6. If you had not planned an activity prior to the workshop, name one activity that you learned that you will most likely use in your classroom. 7. How do you plan to share this knowledge with other teachers that were unable to attend? This survey may be found by clicking on the following link: Post-Workshop Survey Quarterly Teacher Surveys Some teachers of Licking Heights Central will be required to complete a brief survey that details their use of the iPads during the school year. This survey will be administered four (4) times throughout the school year. With each administration of this survey, a randomly selected group of 15 teachers will complete the survey. Surveys can include, but not limited to: 1. How many times have you utilized the mobile labs to promote student learning? a. Never b. 1-5 times c. 6-10 times d. 11 times or more 2. If you have used the iPads as a part of whole-classroom instruction, in what ways have you used them. Briefly describe one activity. 3. What difficulties have you had when using the mobile lab? 4. What improvements would you suggest for the mobile labs? You may include any accessories and/or apps. This survey may be found by clicking on the following link: Quarterly Teacher Survey Quarterly Student Surveys Some students will also be required to complete a brief survey that details their use and feelings of the iPads during the school year. This survey will also be administered four (4) times throughout the school year. With each administration of this survey, a randomly selected group of 15 students per grade level will complete the survey. Surveys can include, but not limited to: 1. How many times have you utilized the mobile labs to promote student learning? a. Never b. 1-5 times c. 6-10 times d. 11 times or more 2. How would you describe your learning when using the iPads during a class? a. I learn a lot less when doing a learning activity with iPads. b. I learn less when doing a learning activity with iPads. c. I learn more when doing a learning activity with iPads. d. I learn a lot more when doing a learning activity with iPads.
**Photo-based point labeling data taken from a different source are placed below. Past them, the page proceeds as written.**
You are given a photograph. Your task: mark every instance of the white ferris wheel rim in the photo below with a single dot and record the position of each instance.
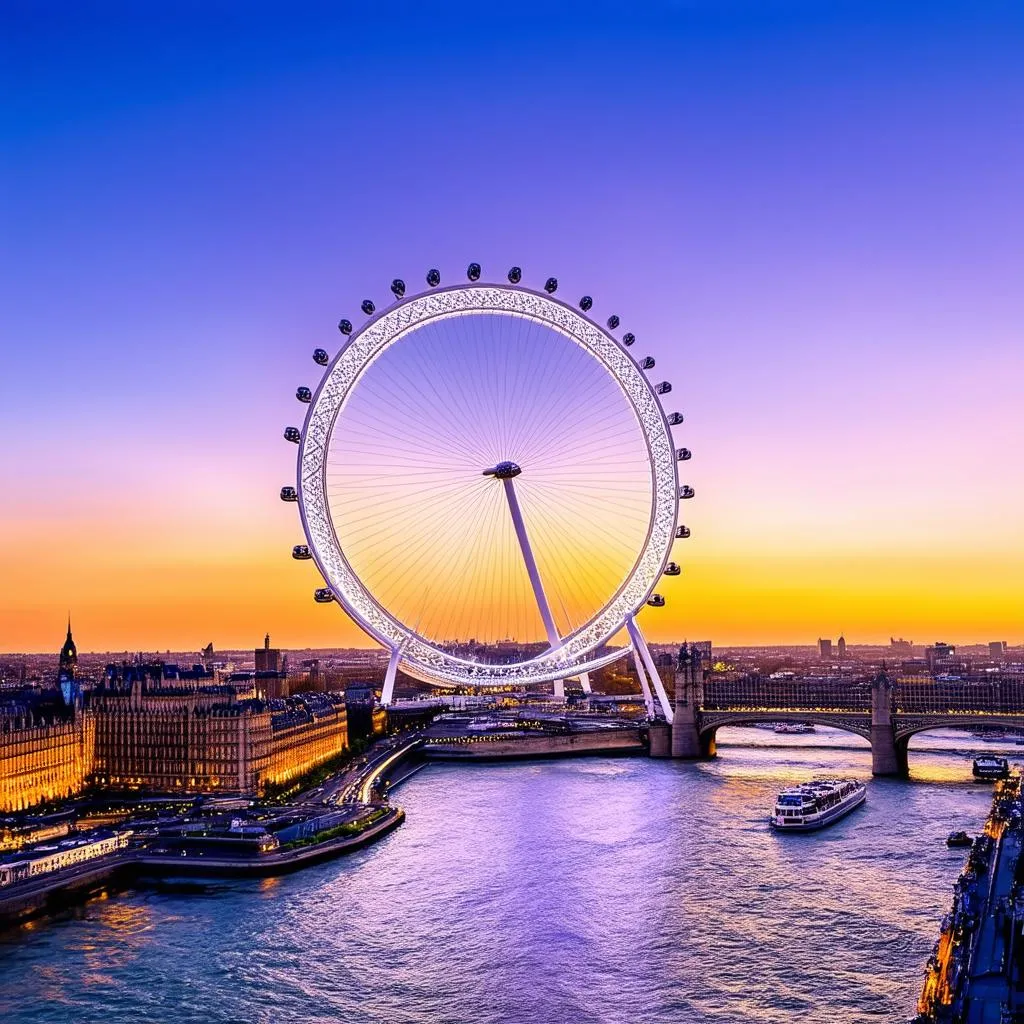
(578, 651)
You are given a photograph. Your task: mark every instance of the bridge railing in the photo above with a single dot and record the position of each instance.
(762, 693)
(926, 697)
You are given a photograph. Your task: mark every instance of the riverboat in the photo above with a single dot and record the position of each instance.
(814, 805)
(987, 768)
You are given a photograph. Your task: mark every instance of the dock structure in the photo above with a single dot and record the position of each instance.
(976, 972)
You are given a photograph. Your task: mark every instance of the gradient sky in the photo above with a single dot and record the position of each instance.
(811, 213)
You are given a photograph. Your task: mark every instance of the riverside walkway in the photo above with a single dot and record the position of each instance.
(976, 972)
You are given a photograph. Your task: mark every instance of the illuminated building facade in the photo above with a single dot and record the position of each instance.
(44, 761)
(206, 740)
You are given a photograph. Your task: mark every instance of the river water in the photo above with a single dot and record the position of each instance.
(589, 890)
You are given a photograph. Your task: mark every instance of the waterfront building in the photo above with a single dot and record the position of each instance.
(208, 740)
(44, 760)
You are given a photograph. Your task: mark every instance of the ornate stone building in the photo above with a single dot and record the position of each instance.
(42, 761)
(208, 740)
(158, 728)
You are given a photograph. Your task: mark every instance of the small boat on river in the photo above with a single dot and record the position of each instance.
(814, 805)
(987, 768)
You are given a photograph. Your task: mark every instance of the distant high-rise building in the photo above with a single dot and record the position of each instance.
(69, 657)
(937, 653)
(267, 657)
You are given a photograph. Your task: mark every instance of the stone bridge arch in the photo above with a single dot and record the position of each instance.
(709, 722)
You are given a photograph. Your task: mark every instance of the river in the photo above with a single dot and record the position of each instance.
(593, 890)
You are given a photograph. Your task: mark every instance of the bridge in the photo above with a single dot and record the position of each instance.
(883, 711)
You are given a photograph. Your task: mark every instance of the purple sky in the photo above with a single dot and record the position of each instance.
(812, 214)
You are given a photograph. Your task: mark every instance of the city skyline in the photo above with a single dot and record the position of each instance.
(829, 289)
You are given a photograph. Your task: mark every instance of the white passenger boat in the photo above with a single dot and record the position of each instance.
(814, 805)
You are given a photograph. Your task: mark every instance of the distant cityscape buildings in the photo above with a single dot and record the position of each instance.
(217, 726)
(158, 727)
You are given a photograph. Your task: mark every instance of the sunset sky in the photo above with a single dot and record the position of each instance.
(811, 213)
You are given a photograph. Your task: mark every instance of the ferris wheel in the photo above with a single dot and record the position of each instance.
(487, 483)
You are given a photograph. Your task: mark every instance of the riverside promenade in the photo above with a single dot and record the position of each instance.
(359, 786)
(976, 972)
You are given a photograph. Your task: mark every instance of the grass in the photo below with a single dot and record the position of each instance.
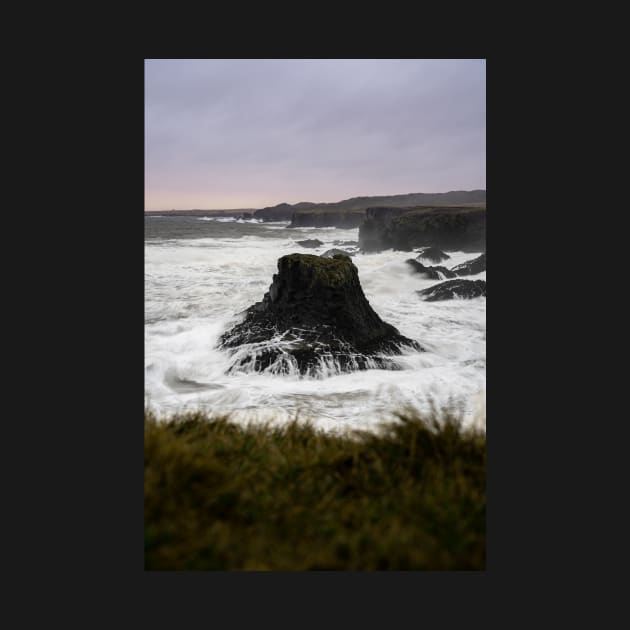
(222, 496)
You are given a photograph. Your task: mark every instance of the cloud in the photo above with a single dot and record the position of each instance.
(267, 131)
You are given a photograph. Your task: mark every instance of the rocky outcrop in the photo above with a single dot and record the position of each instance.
(346, 219)
(432, 254)
(314, 317)
(336, 252)
(452, 228)
(310, 242)
(471, 267)
(451, 289)
(432, 273)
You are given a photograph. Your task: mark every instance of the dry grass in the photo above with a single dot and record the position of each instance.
(221, 496)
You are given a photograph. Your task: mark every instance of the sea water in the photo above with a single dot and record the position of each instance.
(201, 273)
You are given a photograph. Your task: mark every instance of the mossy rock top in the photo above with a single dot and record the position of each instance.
(331, 272)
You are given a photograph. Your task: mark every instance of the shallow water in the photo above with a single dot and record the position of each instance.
(201, 273)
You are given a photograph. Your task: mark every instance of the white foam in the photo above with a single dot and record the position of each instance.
(195, 290)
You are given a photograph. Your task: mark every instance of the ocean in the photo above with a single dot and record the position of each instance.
(201, 273)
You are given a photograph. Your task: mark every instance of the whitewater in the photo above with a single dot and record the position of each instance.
(201, 273)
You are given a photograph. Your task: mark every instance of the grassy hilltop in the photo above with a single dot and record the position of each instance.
(222, 496)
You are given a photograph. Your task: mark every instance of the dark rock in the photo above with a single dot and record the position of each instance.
(314, 315)
(334, 252)
(453, 228)
(311, 242)
(471, 267)
(433, 273)
(432, 254)
(333, 217)
(451, 289)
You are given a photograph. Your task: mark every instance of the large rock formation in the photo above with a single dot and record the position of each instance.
(334, 252)
(463, 289)
(432, 273)
(314, 318)
(310, 242)
(453, 228)
(471, 267)
(281, 212)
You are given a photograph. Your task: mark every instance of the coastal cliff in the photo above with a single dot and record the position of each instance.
(451, 228)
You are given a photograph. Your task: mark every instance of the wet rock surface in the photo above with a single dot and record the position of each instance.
(334, 252)
(432, 273)
(454, 289)
(432, 254)
(471, 267)
(310, 242)
(314, 316)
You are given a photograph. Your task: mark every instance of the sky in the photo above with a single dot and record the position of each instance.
(237, 133)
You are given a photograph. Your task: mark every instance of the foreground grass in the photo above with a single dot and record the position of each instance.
(220, 496)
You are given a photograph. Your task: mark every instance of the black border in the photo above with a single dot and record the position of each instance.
(101, 531)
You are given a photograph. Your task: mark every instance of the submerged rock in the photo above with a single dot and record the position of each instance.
(432, 254)
(451, 289)
(452, 228)
(310, 242)
(334, 252)
(314, 317)
(433, 273)
(471, 267)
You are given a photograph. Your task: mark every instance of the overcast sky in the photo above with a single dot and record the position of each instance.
(253, 133)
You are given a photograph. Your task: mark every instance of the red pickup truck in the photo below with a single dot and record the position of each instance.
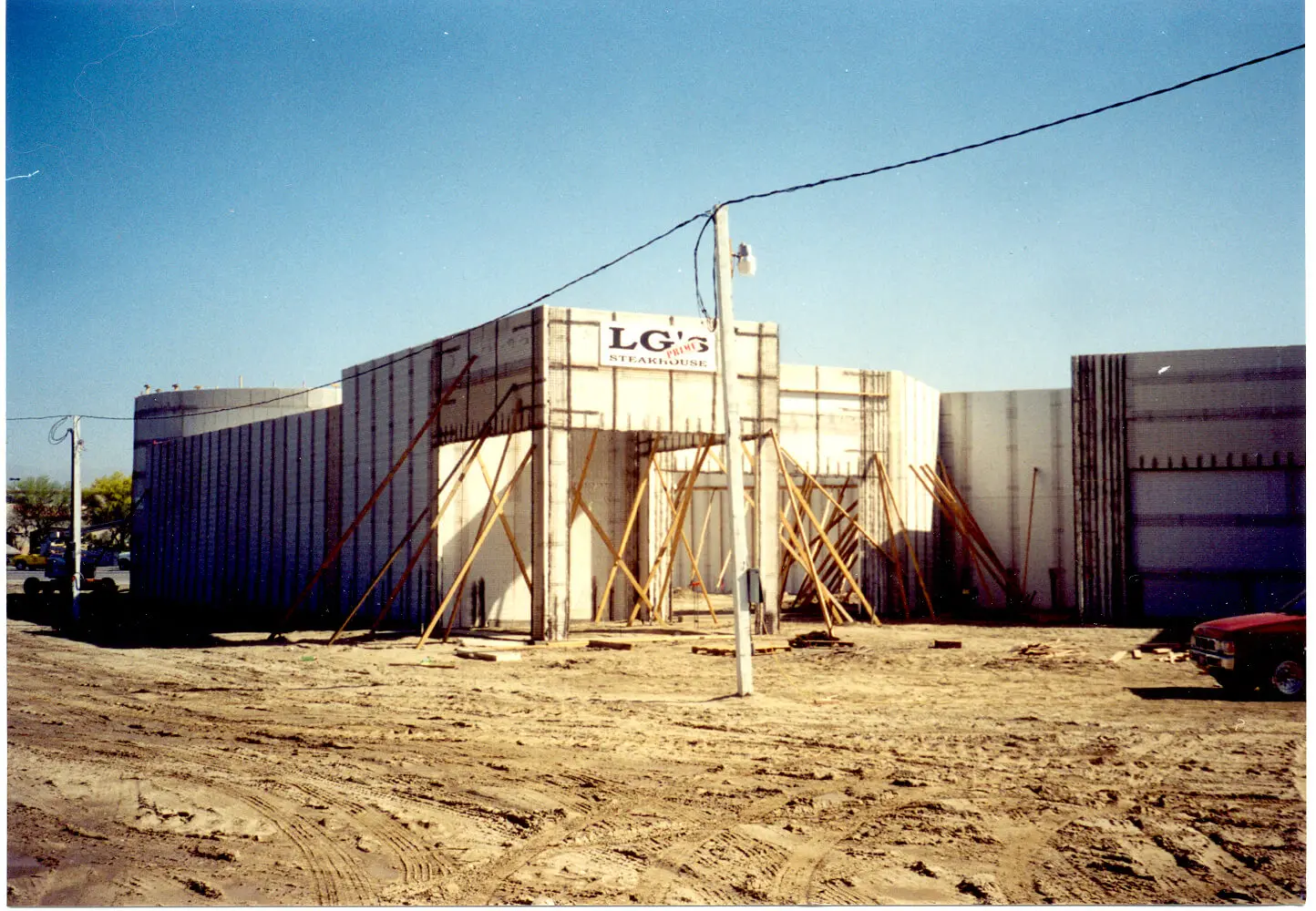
(1256, 650)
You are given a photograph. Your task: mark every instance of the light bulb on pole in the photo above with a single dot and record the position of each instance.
(726, 261)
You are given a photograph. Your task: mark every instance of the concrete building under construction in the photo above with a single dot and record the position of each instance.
(560, 466)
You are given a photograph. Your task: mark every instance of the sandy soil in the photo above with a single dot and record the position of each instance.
(239, 772)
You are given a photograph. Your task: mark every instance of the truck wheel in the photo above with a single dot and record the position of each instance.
(1289, 679)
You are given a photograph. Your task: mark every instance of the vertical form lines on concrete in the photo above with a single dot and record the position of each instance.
(681, 525)
(454, 589)
(393, 557)
(369, 507)
(619, 554)
(904, 533)
(550, 483)
(1100, 493)
(827, 540)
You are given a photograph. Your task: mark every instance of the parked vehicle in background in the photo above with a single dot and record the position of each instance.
(1256, 650)
(28, 561)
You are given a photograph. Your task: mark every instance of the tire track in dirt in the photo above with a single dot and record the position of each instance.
(661, 875)
(328, 864)
(482, 886)
(418, 863)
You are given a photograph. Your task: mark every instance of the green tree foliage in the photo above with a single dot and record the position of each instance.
(40, 504)
(109, 498)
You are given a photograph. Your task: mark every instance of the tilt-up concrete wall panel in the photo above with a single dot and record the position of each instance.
(234, 519)
(1190, 481)
(993, 444)
(387, 403)
(836, 421)
(1216, 463)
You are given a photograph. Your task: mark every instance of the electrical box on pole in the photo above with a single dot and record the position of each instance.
(74, 554)
(735, 469)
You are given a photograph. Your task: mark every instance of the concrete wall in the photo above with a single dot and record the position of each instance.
(835, 421)
(165, 415)
(237, 519)
(387, 403)
(993, 444)
(1218, 484)
(1190, 481)
(539, 379)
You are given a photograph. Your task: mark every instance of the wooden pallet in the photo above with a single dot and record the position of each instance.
(488, 656)
(723, 650)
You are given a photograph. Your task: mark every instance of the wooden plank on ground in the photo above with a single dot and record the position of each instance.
(488, 655)
(725, 650)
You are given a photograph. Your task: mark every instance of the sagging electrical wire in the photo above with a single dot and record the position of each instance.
(972, 146)
(811, 184)
(699, 299)
(608, 264)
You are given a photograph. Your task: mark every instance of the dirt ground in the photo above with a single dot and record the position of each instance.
(1025, 766)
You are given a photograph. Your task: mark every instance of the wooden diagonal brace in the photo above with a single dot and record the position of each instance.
(476, 548)
(374, 497)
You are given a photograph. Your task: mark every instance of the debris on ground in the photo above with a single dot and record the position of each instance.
(818, 640)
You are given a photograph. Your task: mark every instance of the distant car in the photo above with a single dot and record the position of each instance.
(28, 561)
(1256, 650)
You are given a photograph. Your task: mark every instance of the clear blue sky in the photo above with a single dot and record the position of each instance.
(281, 189)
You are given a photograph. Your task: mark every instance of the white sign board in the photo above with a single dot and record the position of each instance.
(653, 344)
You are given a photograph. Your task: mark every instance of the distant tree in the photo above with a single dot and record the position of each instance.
(40, 504)
(109, 498)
3. I get excited about learning when I know that we are using the iPads in class. a. True b. False 4. What improvements do you feel are necessary for the mobile labs? You may include any accessories and/or apps. Please limit your response to three (3) possible improvements. This survey may be found by clicking on the following link: Quarterly Student Survey Learning Activity Observations Learning activities with the iPads will be observed from time to time. All teachers will be subject to an observation when using the iPads in their classrooms. Observations may come from administrators or another teacher that exemplifies best practices for iPad use in the classroom. Observers will take note of the following: Student involvement Student interest Learning Activity Success of Learning Activity
Student Testing Data Testing trends will be closely monitored throughout the school year. Licking Heights plans to complete two (2) practice Ohio Achievement Assessments, one (1) in October and one (1) in January. Trends in the data will be examined to verify growth of knowledge over the course of year. Furthermore, results of the actual Ohio Achievement Assessment will be compared to the previous year in a variety of aspects. The evaluators will examine if Adequate Yearly Progress is met and look closely at Value Added Measures to examine growth among students. Achievement will also be examined by comparing proficiency rates and performance index to past the year(s).